Reason I ask is that neither Google or Facebook appear to preserve any querystrings.

Answer 1

Re-reading the spec it appears that the quoted section of the spec applies not to the OAuth server's handling of URIs but the OAuth client's handling of the original endpoint URI it is given.

In other words it's saying that if I say that my OAuth endpoint which you have to use when redirecting to my server for an OAuth authorization is:

http://example.com/oauth.php?endpoint=token

Then when the client is adding the ?response_type=code&client_id=...&state=...&redirect_uri=... to the URI it is not permitted to discard the "?endpoint=token" in the original endpoint uri and MUST use the URI:

http://example.com/oauth.php?endpoint=token&response_type=code&client_id=...&state=...&redirect_uri=...

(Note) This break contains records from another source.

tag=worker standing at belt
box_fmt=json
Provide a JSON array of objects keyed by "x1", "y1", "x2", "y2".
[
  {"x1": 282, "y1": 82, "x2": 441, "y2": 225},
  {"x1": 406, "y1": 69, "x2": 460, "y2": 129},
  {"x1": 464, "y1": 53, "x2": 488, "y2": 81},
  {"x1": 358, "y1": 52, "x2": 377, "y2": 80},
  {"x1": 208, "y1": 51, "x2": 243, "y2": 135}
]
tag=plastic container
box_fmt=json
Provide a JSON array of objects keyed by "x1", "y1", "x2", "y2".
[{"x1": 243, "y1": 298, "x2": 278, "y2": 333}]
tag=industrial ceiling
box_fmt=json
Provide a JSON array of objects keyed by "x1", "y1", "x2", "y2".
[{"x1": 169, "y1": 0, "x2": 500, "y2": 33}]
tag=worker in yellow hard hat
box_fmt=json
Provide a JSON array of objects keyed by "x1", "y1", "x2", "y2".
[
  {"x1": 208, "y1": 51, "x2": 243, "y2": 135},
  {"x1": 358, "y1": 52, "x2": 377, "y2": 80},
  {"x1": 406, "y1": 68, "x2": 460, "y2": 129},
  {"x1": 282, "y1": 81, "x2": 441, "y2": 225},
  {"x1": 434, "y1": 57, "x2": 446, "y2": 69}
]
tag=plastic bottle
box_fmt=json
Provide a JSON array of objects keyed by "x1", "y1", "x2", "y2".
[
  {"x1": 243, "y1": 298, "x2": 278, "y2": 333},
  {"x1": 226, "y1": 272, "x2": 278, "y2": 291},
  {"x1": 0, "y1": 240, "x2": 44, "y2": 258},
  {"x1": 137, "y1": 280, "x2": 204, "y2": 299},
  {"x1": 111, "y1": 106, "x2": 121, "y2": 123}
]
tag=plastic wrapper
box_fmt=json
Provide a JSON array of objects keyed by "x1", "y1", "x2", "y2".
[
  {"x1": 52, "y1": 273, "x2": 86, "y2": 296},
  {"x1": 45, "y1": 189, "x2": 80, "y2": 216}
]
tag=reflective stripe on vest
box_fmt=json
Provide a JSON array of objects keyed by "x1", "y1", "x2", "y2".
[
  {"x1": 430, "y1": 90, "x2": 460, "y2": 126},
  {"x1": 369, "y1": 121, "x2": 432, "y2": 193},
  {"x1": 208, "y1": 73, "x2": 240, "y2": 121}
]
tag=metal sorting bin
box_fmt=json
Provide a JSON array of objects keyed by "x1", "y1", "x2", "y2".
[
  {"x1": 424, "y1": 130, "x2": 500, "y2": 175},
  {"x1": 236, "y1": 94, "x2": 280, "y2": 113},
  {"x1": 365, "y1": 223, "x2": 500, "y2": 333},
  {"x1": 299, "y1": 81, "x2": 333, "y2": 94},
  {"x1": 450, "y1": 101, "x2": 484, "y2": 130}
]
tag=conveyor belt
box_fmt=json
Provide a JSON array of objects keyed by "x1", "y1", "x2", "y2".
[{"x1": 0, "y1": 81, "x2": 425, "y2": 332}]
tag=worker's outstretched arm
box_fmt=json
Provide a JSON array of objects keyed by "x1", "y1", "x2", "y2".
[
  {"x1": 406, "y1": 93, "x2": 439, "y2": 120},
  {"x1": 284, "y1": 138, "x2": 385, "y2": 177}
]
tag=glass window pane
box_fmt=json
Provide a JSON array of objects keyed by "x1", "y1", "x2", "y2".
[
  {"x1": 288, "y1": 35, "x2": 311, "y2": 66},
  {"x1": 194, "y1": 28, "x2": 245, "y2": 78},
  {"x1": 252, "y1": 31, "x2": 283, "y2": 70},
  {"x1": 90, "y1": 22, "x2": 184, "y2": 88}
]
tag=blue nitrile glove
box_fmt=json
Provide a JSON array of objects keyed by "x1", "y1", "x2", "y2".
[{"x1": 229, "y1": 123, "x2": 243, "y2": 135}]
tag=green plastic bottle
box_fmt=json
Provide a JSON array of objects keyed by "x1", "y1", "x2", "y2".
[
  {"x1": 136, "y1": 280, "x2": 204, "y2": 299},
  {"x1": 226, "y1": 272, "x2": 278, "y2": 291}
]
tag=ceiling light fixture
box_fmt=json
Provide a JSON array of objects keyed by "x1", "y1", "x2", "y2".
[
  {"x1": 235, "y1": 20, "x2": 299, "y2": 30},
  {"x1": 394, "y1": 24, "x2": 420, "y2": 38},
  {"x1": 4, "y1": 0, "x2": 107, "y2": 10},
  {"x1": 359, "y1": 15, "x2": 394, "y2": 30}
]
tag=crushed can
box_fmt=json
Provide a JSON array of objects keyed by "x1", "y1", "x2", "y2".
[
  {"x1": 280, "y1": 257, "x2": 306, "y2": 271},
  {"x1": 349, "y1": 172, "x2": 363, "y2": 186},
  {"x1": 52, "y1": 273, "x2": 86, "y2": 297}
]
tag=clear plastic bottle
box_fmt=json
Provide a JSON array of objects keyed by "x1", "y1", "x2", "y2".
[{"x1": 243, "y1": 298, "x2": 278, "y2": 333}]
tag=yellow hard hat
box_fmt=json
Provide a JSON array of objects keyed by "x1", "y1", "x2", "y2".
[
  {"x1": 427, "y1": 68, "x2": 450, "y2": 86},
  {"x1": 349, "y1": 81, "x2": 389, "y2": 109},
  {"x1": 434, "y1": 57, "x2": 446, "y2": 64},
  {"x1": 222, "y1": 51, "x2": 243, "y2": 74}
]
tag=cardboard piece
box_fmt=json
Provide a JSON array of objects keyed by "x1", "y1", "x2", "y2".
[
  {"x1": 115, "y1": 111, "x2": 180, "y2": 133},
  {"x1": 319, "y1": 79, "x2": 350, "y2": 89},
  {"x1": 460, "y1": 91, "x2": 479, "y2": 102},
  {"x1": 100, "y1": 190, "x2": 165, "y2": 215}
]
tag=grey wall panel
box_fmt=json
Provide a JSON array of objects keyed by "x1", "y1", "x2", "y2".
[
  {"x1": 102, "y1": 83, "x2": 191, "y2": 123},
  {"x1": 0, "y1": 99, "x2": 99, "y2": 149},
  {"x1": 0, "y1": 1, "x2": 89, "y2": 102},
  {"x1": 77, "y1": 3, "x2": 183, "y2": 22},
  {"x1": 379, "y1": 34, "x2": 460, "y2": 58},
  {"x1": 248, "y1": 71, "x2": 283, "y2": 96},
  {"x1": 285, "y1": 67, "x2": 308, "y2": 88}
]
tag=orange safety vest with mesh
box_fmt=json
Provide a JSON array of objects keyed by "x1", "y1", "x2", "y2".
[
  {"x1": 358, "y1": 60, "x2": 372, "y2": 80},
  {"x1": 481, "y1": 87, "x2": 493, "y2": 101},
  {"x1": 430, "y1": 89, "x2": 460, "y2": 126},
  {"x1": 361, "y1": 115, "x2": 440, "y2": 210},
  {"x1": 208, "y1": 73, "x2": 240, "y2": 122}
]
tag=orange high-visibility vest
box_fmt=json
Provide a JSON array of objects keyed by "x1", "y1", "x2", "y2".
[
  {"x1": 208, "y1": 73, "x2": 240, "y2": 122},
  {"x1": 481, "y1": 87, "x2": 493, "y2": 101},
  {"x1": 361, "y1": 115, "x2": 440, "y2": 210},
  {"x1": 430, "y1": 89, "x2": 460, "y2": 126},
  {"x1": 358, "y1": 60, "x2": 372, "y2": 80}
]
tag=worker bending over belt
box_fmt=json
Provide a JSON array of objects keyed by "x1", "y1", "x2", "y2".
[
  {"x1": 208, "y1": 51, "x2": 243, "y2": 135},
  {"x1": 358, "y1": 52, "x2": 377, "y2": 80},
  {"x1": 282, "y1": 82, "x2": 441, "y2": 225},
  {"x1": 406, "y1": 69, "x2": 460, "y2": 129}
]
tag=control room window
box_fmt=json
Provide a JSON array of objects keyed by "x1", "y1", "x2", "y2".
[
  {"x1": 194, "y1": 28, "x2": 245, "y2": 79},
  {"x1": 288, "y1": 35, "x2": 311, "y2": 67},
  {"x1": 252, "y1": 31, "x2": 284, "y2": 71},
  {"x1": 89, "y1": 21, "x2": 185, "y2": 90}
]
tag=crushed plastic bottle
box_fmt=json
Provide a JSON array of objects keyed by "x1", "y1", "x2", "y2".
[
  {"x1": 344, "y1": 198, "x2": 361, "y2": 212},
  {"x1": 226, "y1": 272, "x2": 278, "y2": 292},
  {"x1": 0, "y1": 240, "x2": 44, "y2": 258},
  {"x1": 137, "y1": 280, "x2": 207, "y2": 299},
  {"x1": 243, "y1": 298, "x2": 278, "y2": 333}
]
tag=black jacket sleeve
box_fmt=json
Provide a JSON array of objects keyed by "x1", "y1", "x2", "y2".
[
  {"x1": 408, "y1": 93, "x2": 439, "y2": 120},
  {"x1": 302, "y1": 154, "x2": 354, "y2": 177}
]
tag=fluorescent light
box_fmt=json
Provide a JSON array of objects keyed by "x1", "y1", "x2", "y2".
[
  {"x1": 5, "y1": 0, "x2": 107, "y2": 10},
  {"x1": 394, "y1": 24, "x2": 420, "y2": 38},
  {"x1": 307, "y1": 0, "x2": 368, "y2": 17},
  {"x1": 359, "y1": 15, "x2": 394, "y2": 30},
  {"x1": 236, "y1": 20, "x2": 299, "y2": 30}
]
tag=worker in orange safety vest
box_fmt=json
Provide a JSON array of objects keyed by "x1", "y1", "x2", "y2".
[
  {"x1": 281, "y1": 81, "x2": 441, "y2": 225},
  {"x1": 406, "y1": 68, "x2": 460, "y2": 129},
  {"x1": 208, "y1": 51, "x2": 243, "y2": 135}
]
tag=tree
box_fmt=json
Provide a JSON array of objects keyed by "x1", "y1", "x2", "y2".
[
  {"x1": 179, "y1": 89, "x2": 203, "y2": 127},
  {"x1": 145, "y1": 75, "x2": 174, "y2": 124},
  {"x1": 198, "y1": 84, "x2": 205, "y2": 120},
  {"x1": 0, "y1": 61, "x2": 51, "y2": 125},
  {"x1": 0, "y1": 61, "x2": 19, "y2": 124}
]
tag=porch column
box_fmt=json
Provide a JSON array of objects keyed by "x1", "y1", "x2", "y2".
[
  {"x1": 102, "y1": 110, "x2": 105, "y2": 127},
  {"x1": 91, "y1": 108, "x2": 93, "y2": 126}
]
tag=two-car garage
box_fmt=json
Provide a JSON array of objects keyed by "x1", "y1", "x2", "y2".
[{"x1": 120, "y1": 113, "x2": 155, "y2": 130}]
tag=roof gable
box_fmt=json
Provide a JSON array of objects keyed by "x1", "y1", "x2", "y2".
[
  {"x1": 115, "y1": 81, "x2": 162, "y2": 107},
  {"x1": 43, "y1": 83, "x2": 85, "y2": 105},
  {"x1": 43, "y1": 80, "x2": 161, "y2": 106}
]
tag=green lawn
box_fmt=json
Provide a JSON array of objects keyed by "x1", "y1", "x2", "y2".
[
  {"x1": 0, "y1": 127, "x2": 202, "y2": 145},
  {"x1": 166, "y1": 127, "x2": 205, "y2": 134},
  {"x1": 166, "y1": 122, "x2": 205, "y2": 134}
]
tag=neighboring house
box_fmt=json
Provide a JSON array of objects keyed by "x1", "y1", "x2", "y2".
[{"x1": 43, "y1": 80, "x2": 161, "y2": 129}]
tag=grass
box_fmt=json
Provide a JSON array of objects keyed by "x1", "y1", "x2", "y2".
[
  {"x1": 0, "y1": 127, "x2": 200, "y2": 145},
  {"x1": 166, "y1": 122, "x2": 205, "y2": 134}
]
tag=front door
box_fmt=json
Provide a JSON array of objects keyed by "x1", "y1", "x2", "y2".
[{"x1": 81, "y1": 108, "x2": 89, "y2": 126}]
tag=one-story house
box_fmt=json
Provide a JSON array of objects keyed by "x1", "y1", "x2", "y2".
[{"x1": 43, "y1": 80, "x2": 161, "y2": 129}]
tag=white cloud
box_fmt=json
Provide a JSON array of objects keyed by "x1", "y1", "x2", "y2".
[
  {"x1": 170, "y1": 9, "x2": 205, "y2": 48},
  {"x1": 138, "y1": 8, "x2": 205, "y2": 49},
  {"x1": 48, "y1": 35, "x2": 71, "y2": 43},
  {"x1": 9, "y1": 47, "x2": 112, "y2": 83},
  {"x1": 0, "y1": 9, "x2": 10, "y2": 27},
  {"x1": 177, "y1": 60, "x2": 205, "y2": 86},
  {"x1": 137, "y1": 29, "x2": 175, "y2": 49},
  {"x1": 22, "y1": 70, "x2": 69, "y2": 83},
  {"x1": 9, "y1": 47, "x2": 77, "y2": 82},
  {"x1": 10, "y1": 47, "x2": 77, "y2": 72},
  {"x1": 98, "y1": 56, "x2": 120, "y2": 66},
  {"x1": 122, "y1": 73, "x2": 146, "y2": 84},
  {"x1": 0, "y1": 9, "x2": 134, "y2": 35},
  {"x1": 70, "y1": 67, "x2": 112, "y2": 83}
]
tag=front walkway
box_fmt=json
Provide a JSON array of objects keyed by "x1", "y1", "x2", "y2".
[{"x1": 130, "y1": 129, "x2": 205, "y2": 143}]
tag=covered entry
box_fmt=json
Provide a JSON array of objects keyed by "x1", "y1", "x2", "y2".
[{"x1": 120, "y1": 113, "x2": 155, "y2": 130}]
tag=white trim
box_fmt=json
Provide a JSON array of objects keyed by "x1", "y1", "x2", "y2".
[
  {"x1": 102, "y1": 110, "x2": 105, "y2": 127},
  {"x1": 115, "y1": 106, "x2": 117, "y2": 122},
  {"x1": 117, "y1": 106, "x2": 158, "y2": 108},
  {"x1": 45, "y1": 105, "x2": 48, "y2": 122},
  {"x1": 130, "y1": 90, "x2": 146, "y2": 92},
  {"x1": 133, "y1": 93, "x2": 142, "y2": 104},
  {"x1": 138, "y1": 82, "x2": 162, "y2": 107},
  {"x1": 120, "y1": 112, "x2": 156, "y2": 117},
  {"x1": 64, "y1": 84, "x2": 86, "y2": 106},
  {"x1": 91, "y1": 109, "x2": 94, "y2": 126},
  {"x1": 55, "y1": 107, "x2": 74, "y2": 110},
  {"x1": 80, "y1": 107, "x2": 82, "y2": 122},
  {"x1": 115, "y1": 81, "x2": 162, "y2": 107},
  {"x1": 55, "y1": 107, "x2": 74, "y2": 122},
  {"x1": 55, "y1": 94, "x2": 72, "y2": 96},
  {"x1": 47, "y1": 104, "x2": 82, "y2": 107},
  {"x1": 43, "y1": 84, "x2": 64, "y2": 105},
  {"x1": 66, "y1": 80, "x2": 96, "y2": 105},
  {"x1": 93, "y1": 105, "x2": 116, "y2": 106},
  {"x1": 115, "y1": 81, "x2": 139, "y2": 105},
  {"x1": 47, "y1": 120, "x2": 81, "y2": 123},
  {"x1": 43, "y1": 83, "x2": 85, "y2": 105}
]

So, at least as far as that part of the spec goes there's nothing there saying that Facebook, Google, etc... have to preserve any unknown query arguments besides the 'state' one.

Technically you might be able to use the &state= parameter to pass along custom data in say JSON format. Though that may or may not work. IIRC I noticed that Meetup's implementation of OAuth 2 appears to mangle the state when you use special characters. Something that I believe is against spec.